The GitLab system crash and what can we learn from that
Yesterday night, GitLab’s hosted service (gitlab.com) suffered a database crash and the service went down for a day1.
I’m not going to discuss the technicalities of the down-time (which is covered extensively in the blog post linked above), except to note that “shit happens” – my main take-aways from that are basically two:
- Don’t let tired people handle critical system issues, and if you ever find yourself juggling the third production issue at midnight after a full day of work – just say: “no, I’m not going to fix this – some one else must step in or we leave the system down for tomorrow”.
- The GitLab process for handling the failure was nothing short of amazing, and they deserve all the kudus for that: After figuring out how deep in shit they are, and posting a “sorry we’re down” page on the main web site, they:
- Posted frequent updates on their tweeter status account (to the point of posting restore percentages progress)
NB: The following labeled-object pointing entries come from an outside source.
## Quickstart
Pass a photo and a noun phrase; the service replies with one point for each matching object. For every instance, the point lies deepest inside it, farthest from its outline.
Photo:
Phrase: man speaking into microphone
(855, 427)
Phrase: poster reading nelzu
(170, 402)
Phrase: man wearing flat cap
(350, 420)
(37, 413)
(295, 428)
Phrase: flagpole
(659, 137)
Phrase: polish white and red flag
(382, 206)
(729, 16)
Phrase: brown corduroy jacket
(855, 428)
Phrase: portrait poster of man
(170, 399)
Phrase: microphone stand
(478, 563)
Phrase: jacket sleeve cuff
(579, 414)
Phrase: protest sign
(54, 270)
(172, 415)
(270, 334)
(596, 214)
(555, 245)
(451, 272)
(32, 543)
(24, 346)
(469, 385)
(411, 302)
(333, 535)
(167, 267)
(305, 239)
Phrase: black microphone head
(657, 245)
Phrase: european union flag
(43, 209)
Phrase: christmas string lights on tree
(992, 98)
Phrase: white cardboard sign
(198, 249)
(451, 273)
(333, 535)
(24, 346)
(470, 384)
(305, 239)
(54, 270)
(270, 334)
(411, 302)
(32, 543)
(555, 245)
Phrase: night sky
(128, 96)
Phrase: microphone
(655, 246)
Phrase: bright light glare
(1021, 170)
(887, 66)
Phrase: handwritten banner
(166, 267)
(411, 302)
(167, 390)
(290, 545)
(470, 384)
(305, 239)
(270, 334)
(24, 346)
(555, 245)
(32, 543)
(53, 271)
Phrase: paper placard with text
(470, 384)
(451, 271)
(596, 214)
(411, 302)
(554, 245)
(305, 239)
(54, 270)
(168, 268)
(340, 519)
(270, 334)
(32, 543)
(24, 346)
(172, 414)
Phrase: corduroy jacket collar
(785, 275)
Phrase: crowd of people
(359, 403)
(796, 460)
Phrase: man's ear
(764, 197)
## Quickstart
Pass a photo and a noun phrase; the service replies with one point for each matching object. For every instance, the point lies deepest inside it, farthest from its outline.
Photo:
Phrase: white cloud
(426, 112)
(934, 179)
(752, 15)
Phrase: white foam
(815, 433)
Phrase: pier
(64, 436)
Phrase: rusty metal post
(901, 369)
- Published the technical root cause analysis Google Document as it was being developed
- Streamed the operations team ongoing restoration work on a live YouTube channel (!!) The operations people even responded live to comments on the chat, commented on the process and their architecture and were generally being awesome.
I think this should be the standard from now on how to handle system crashes on your public facing application – 1000% transparency should be how these things are handled if you have any hope of recovering the trust of the community in your service.
- at the time of writing, the service is still not up, but its not yet even 24 hours since the crash happened [↩]